Facts
- Kendricks owned land on which a disused petrol tank had been buried, emptied, and rendered safe, but the tank was not removed or filled in.
- A group of children trespassed onto Kendricks’s property and, while playing, lit a fire near the tank.
- The fire caused an explosion, injuring Perry, a bystander.
- Perry brought a negligence claim against Kendricks, arguing that Kendricks failed to take reasonable steps to prevent harm from the petrol tank.
- Kendricks relied on the "act of a stranger" defense, contending the injuries resulted from unforeseeable and independent actions of the children.
Issues
- Whether Kendricks owed a duty of care to prevent harm arising from third-party misuse of the property.
- Whether the harm was caused by a foreseeable risk for which Kendricks could be held liable.
- Whether the "act of a stranger" defense could relieve Kendricks of liability in these circumstances.
- Whether the chain of causation between Kendricks’s conduct and Perry’s injury was broken by the children’s independent act.
Decision
- The court found that Kendricks had taken reasonable steps to render the petrol tank safe by emptying it.
- It was held that the duty of care did not extend to guarding against every conceivable misuse by third parties.
- The court determined that the risk of children trespassing and setting a fire near the petrol tank was unforeseeable.
- The "act of a stranger" defense applied, as the children’s actions were independent and unforeseeable.
- The immediate cause of harm was the act of the children, not Kendricks’s conduct; thus, the causal link was too remote to fix liability on Kendricks.
Legal Principles
- A defendant’s duty of care in negligence extends only to foreseeable risks, not to every possible misuse by third parties.
- The "act of a stranger" defense absolves a defendant from liability where harm arises from unforeseeable, independent third-party acts.
- Causation in negligence requires a direct, foreseeable link between the defendant’s conduct and the harm suffered; unforeseeable interventions by third parties can break this chain of causation.

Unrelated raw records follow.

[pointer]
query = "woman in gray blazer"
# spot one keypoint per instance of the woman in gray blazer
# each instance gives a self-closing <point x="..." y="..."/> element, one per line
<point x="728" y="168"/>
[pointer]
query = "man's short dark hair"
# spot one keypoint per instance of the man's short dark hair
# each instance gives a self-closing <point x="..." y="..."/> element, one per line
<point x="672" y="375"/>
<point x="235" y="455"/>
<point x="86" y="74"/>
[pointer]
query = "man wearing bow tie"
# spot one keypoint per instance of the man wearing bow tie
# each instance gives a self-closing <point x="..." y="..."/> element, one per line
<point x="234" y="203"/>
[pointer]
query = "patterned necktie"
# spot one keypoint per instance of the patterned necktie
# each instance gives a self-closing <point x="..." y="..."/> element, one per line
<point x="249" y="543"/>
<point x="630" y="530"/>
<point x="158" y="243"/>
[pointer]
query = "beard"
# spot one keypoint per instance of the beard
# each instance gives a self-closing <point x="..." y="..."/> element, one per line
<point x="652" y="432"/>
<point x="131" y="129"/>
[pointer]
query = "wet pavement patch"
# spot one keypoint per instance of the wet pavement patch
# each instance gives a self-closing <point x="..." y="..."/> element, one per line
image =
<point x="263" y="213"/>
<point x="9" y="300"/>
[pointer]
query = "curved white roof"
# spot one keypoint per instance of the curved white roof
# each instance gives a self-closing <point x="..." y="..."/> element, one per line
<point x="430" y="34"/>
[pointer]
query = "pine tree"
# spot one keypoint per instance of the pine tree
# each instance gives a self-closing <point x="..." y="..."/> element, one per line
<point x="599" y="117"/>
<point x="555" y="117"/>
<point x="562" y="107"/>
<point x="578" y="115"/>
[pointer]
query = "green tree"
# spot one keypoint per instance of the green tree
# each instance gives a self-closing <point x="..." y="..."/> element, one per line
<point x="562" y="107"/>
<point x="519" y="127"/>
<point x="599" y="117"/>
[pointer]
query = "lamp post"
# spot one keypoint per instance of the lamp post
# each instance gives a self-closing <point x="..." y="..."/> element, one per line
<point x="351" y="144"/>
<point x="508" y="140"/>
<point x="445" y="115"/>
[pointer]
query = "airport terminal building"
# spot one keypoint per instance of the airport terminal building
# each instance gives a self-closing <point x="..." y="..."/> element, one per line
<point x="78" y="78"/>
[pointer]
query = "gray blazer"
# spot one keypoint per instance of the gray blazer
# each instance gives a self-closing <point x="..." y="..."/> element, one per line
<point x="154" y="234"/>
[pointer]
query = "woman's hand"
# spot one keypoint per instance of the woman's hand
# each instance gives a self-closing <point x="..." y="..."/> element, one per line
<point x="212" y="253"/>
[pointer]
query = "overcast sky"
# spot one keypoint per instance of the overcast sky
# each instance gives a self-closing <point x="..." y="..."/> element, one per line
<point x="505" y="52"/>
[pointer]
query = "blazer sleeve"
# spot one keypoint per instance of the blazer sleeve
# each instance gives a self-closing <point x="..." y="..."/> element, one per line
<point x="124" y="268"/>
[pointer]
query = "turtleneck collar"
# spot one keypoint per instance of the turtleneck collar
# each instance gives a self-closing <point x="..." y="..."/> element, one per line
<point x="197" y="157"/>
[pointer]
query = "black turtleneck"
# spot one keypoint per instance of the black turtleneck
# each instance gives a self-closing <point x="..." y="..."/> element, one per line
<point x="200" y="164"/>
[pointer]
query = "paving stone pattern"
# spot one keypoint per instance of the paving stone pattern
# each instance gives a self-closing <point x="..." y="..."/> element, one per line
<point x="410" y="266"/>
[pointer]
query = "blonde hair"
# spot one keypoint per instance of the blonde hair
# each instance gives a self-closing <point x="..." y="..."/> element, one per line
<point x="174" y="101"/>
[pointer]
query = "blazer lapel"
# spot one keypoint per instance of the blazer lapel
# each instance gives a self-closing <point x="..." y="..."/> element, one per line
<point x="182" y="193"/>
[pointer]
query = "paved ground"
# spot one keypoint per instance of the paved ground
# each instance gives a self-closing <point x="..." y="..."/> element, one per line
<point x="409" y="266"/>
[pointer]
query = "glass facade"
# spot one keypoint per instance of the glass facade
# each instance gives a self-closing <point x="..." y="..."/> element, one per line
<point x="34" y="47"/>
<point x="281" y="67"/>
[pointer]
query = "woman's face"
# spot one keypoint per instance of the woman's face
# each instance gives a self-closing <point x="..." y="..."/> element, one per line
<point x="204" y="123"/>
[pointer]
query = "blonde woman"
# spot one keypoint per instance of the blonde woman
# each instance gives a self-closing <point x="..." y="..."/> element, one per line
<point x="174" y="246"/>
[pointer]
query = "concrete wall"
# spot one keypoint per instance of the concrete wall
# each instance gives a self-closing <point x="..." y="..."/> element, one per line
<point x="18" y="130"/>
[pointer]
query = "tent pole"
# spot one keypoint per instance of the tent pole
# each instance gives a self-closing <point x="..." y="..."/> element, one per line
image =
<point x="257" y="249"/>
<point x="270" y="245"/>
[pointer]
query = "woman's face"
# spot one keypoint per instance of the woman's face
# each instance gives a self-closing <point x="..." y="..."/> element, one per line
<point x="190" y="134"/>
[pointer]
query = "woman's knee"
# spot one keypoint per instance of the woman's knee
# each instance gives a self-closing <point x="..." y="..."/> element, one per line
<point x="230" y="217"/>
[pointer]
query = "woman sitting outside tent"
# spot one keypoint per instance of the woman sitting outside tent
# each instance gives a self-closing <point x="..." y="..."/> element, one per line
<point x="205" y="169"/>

- Remoteness of damage limits liability to consequences which are reasonably foreseeable.
Conclusion
Perry v Kendricks [1956] 1 WLR 85 confirmed that a defendant is not liable in negligence for harm caused by the unforeseeable and independent act of a third party, reinforcing the boundaries of duty of care and causation in English tort law through application of the "act of a stranger" defense.